No Age’s An Object has a lot in common with its predecessor, 2010’s grungy Everything in Between. Both albums boast a dense wall of sound composed of droning guitars and piercing feedback mixed with disaffected vocals. But whereas the previous album offset its harsh sonic palate with a bevy of earworm-y hooks and melodies, An Object is built on the no-wave conceit of anti-melody.
There’s something to be said for the way noise can be employed to disrupt a listener’s sense of comfort, creating an arrangement opposed to predictability. Bands such as Nu Sensae and Talk Normal have used discordant sounds to great effect, where unsettling rhythms and erratic shifts in tone resulted in dark but engrossing albums. In its finest moments, An Object works in a similar fashion, employing dissonance to suggest restlessness and unease. “Defector/ed,” with its three pulsing bass notes and screeching backing guitars, is a monotonous piece of drone-rock, but that’s the point, as the static predictability of the music is juxtaposed with lyrics about life’s constant changes.
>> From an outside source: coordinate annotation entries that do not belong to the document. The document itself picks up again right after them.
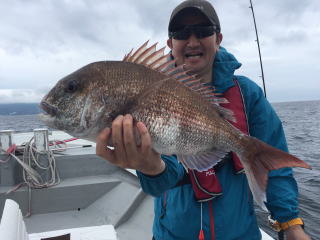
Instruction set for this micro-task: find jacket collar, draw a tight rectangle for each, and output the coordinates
[212,47,241,92]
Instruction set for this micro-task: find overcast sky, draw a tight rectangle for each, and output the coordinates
[0,0,320,103]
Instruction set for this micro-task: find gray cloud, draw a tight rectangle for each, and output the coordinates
[0,0,320,101]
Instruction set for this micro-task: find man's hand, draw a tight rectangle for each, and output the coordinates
[285,225,311,240]
[96,114,165,175]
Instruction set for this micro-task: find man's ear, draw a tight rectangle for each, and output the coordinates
[217,33,223,45]
[167,38,172,49]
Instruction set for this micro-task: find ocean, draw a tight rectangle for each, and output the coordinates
[0,101,320,239]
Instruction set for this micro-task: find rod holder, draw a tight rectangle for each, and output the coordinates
[33,128,49,152]
[0,130,14,153]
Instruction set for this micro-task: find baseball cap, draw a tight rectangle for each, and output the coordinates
[168,0,221,32]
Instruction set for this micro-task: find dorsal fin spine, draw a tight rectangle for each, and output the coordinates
[123,40,233,119]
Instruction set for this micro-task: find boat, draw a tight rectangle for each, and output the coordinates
[0,129,273,240]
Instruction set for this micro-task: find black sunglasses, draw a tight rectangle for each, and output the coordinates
[169,24,219,40]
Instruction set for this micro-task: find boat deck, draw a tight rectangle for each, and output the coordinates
[0,131,272,240]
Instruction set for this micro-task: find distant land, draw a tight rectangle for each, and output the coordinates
[0,103,41,115]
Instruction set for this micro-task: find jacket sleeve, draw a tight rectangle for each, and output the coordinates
[137,155,185,197]
[240,77,299,222]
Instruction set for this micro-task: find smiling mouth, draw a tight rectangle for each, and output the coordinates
[185,53,203,58]
[40,101,58,116]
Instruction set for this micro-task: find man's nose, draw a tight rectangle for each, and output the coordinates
[188,33,200,47]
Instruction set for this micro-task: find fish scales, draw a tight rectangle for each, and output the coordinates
[41,40,310,208]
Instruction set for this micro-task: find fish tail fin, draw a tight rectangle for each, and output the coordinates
[239,136,311,209]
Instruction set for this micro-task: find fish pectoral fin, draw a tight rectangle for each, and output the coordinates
[177,150,227,172]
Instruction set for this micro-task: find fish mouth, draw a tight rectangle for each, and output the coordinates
[40,101,58,117]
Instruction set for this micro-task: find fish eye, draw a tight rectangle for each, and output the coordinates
[65,80,78,93]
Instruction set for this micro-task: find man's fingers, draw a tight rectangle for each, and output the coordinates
[137,122,151,153]
[123,114,137,156]
[96,128,115,163]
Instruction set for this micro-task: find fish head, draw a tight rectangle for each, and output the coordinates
[40,62,112,140]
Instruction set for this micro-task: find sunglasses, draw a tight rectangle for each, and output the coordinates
[169,24,219,40]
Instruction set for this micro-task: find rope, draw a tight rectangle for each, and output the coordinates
[0,137,62,217]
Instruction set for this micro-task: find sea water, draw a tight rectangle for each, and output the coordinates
[0,101,320,239]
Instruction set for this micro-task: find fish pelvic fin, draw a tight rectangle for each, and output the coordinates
[177,150,227,172]
[239,136,311,210]
[122,40,230,115]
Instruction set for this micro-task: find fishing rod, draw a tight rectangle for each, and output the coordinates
[249,0,267,98]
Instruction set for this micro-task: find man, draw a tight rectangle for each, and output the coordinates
[97,0,310,240]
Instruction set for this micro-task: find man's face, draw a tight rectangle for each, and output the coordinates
[167,12,222,74]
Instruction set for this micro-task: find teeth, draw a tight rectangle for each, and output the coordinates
[186,53,202,57]
[187,55,201,58]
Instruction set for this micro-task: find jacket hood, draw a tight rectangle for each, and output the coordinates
[212,46,241,92]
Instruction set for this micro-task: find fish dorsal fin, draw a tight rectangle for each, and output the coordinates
[122,40,235,122]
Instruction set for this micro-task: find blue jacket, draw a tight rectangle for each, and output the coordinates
[137,48,298,240]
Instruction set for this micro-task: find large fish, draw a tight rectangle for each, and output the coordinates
[41,43,310,206]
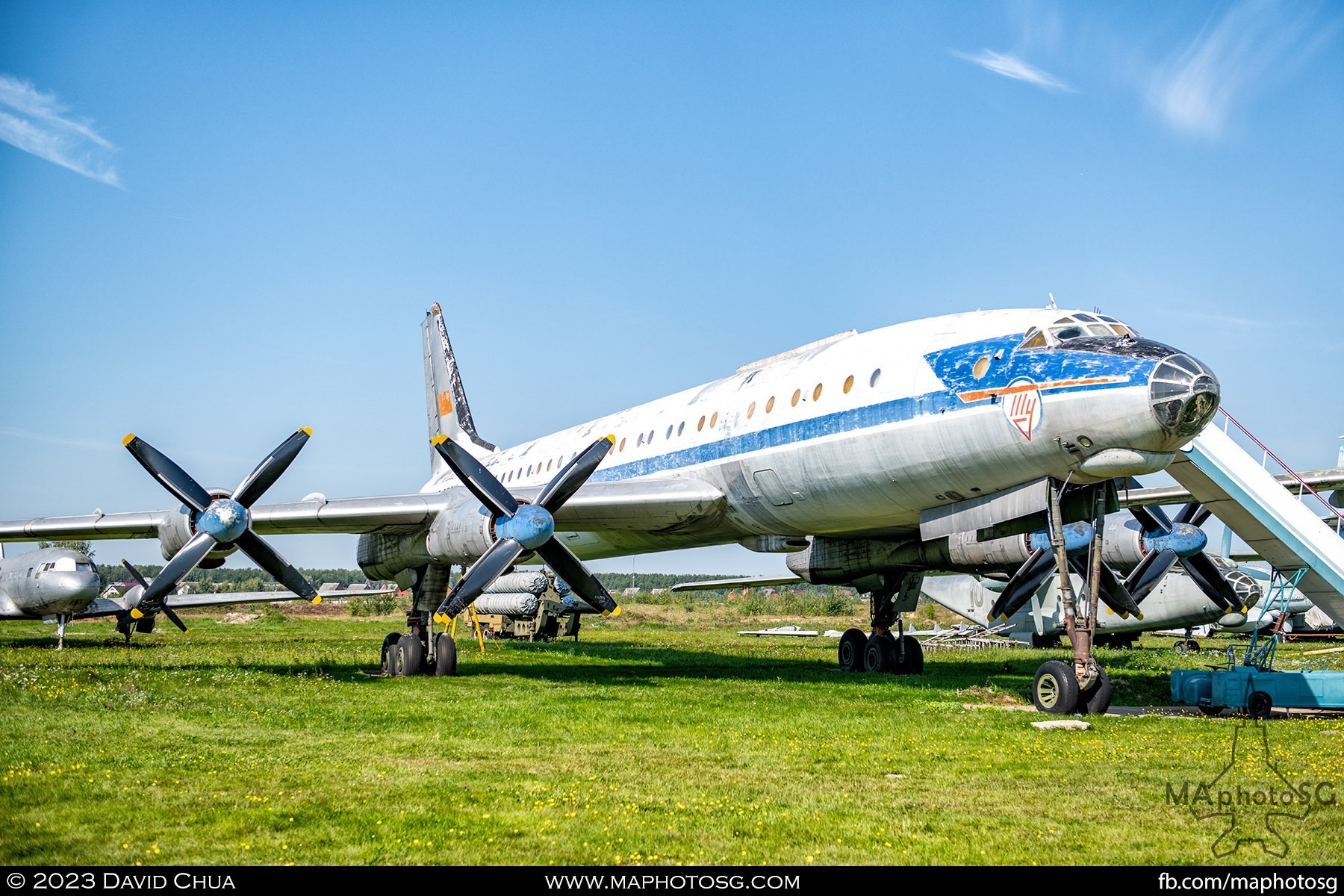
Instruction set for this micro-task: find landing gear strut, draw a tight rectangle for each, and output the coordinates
[839,572,924,676]
[1031,481,1112,715]
[380,564,457,677]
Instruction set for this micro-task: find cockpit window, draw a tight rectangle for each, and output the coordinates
[1018,326,1047,348]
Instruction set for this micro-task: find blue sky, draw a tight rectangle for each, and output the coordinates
[0,0,1344,573]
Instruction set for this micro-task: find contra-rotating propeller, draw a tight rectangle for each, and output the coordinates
[121,559,187,639]
[434,435,621,619]
[989,523,1141,619]
[121,427,321,617]
[1125,478,1246,612]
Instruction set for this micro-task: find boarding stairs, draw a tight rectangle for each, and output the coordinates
[1166,408,1344,622]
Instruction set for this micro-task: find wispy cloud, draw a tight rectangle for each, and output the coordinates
[0,74,121,187]
[951,50,1077,93]
[0,426,117,451]
[1148,0,1334,137]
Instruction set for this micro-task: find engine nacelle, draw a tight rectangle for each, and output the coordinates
[356,489,494,587]
[158,489,238,570]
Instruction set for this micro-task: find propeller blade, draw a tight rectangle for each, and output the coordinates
[1180,553,1245,610]
[131,532,219,619]
[433,435,517,518]
[160,603,187,634]
[1068,558,1144,618]
[234,529,320,603]
[989,548,1055,619]
[434,538,523,619]
[121,558,149,591]
[1125,548,1176,603]
[232,426,313,508]
[536,538,621,615]
[536,435,615,513]
[121,432,214,513]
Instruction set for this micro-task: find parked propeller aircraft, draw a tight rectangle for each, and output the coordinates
[0,305,1236,712]
[0,548,352,649]
[922,558,1260,647]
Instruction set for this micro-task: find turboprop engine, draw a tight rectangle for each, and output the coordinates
[158,489,238,570]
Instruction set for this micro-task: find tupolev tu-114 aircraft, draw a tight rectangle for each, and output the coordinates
[0,305,1219,712]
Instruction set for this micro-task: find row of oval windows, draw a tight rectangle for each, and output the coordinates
[503,367,882,482]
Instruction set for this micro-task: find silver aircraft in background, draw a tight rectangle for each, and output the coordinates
[0,548,341,649]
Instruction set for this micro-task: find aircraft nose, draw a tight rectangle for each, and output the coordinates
[1148,353,1222,435]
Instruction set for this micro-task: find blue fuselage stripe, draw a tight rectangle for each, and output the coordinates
[591,371,1133,482]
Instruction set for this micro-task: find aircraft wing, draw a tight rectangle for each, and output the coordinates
[1119,467,1344,508]
[0,478,727,541]
[75,585,396,619]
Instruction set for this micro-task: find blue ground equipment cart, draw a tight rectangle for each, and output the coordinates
[1172,570,1344,719]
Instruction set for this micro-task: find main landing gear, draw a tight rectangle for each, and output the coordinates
[379,565,457,677]
[1031,482,1112,716]
[840,572,924,676]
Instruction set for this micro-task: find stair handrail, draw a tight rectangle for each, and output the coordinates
[1218,405,1344,532]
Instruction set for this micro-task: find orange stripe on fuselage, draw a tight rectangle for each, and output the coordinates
[957,376,1129,402]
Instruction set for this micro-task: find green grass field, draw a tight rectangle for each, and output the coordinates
[0,605,1344,865]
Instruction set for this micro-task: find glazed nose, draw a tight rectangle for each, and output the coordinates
[1148,355,1222,435]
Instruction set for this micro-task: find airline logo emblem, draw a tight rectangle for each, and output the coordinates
[1003,376,1040,442]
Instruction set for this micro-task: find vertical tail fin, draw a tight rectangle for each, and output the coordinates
[420,302,496,474]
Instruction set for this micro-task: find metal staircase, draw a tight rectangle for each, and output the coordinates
[1166,408,1344,622]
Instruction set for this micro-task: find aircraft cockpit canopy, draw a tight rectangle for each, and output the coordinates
[1018,311,1139,348]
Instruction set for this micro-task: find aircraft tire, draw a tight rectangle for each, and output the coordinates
[863,634,897,672]
[1078,669,1112,716]
[839,629,868,672]
[434,632,457,677]
[378,632,402,676]
[1031,659,1078,716]
[396,634,425,676]
[891,634,924,676]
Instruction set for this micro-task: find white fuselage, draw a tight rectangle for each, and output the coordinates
[0,548,98,619]
[422,309,1188,558]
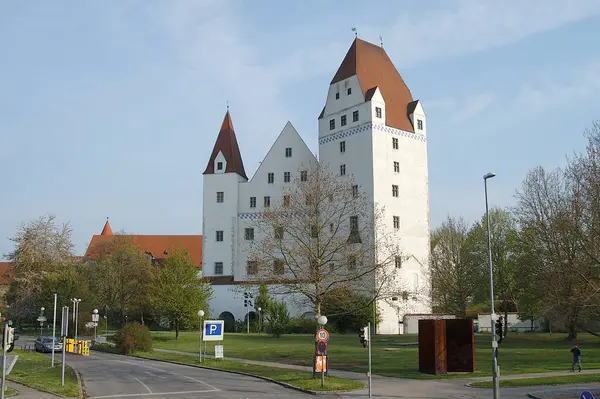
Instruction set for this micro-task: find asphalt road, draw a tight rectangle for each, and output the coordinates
[67,352,312,399]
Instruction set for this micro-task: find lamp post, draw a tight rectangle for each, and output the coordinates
[317,315,327,387]
[198,309,204,363]
[483,173,500,399]
[40,306,46,338]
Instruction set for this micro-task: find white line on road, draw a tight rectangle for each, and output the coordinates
[113,360,220,391]
[89,390,219,399]
[127,374,152,393]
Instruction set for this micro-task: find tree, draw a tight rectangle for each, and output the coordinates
[90,234,154,325]
[516,167,599,339]
[152,248,212,339]
[247,162,402,315]
[469,208,519,336]
[5,215,75,320]
[430,216,482,318]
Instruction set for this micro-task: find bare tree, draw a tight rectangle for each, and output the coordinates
[246,163,403,315]
[430,216,482,318]
[5,215,74,318]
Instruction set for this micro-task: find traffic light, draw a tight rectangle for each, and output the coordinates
[496,316,503,344]
[358,327,369,348]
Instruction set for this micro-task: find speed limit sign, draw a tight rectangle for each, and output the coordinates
[317,328,329,342]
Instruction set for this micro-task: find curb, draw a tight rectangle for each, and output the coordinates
[92,351,364,396]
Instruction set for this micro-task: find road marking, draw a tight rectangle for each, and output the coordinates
[114,360,220,391]
[127,374,152,393]
[89,390,219,399]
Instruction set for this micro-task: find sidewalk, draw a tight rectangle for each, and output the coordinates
[6,381,65,399]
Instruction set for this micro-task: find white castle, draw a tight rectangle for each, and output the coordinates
[202,38,431,334]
On “I Won’t Be Your Generator,” he touches on a handful of tired tropes, lamenting the inevitability of failed love and the messy aftermath, but the urgency of the band’s fervent two-chord wall of distortion serves to liven up those clichés. “Circling with Dizzy,” one of the album’s best cuts, uses overdriven guitars to create a staggering helicopter-blade effect where the feedback cuts in and out; coupled with Randy Randall’s frantic drumming, the result is an unforgiving piece of in-your-face punk noise.
No Age’s commitment to ruthless sonics, with nary a hook to be found throughout the album, also makes An Object occasionally tedious. Everything in Between held together because the dissonance served as a mask for the band’s clear dedication to catchy songwriting. An Object contains no such euphony, and therefore lacks the diversity and charm of its predecessor. The album’s middle stretch in particular is plagued by monotony; the challenging of melodic expectations of earlier tracks on the album turns into creative stagnation. “Running from A Go-Go” is uninspiring in its bleakness, as lead singer Dean Spunt’s voice is lost within rootless, repetitive guitar riffs, while “Lock Box” finds No Age ramping up the tempo, but falling back on easy classic-rock signifiers.
Still, An Object closes with a stellar one-two punch: “A Ceiling Dreams of a Floor” layers guitar noise a la My Bloody Valentine, briskly and confidently building to a towering emotional catharsis, while “Commerce, Comment, Commerce” is painstaking in its dedication to the construction of tension, using reverb sparingly until it explodes into a cacophony of feedback. These final two tracks are perhaps the purest distillation of No Age’s creative vision and suggest that, while there are times when the band seems complacent, they still have plenty of sounds left to explore and destroy.